Un tabou est brisé. Un responsable libanais se rendra aujourd’hui en Syrie, à titre officiel, pour la première fois depuis le début de la guerre en mars 2011. Le président de la République, Michel Aoun, et le Premier ministre sortant, Hassane Diab, auraient pu charger un ambassadeur de représenter le Liban à la conférence prévue aujourd’hui à Damas, à l’initiative de la Russie, sur la question des réfugiés syriens. Ils ont choisi d’envoyer le ministre sortant du Tourisme et des Affaires sociales, Ramzi Moucharrafiyé.
Le Liban prendra part à la conférence aux côtés de plusieurs pays entretenant des relations avec Damas, notamment l’Iran, la Chine, les Émirats arabes unis et la Russie. De son côté, l’Union européenne compte boycotter la réunion pour des raison politiques, alors que l’ONU y participera en tant qu’observateur, comme l’a indiqué le porte-parole de l’organisation Stéphane Dujarric à notre correspondante à New York, Sylviane Zehil. Pour Moscou, il s’agit d’affirmer que le conflit syrien est terminé, que Bachar el-Assad en est sorti victorieux et que les réfugiés syriens peuvent désormais rentrer dans leur pays. Le Liban, qui compte 1,5 million de réfugiés, avait répondu favorablement à l’initiative russe, présentée en juillet 2018.
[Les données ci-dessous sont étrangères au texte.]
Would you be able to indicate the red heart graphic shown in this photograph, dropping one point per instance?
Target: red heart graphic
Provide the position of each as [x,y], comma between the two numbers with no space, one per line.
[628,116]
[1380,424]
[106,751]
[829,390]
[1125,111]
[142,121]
Mais bien au-delà du dossier des réfugiés, la décision de l’exécutif libanais revêt un caractère politique, dans un pays radicalement divisé au sujet de la crise syrienne entre les pro et les anti-Assad. Par le passé, des ministres proches du Hezbollah et de ses alliés, tels que Hussein Hajj Hassan (Hezbollah) et Saleh Gharib (gravitant dans l’orbite de Talal Arslane, chef du Parti démocratique libanais et connu pour ses bons rapports avec le régime Assad), s’étaient rendus en Syrie, provoquant l’ire de ceux qui y voyaient une flagrante violation de la politique de distanciation du Liban par rapport aux conflits régionaux, respectée, en principe, par le gouvernement libanais. Les responsables libanais, notamment dans le camp de Saad Hariri, alors Premier ministre, avaient réagi à cette entorse en expliquant que les ministres se rendaient en Syrie à titre strictement personnel.
« La communication avec Damas »
Après s’être plusieurs fois montrés favorables à une « coordination avec le régime syrien » autour de la question des réfugiés, MM. Aoun et Diab sont passés à l’acte, mettant tous les protagonistes devant le fait accompli. Même les parties ouvertement hostiles à une normalisation des rapports libano-syriens ne se sont pas opposées à la démarche, puisqu’elle ne concerne que la question des réfugiés. Le chef de l’État, tout comme son ex-ministre des Affaires étrangères Gebran Bassil, défendent le principe d’un dialogue avec le régime syrien, seul moyen à leurs yeux de clore le dossier des réfugiés une bonne fois pour toutes, sans attendre de solution politique au conflit. « Nous participerons à la conférence de Damas parce que nous voulons résoudre le problème », déclare à L’OLJ Charbel Wehbé, ministre sortant des Affaires étrangères. « La communication avec le régime syrien demeure le seul moyen de mettre un terme à ce fléau », ajoute celui qui prononcera une allocution lors de la séance inaugurale de la réunion.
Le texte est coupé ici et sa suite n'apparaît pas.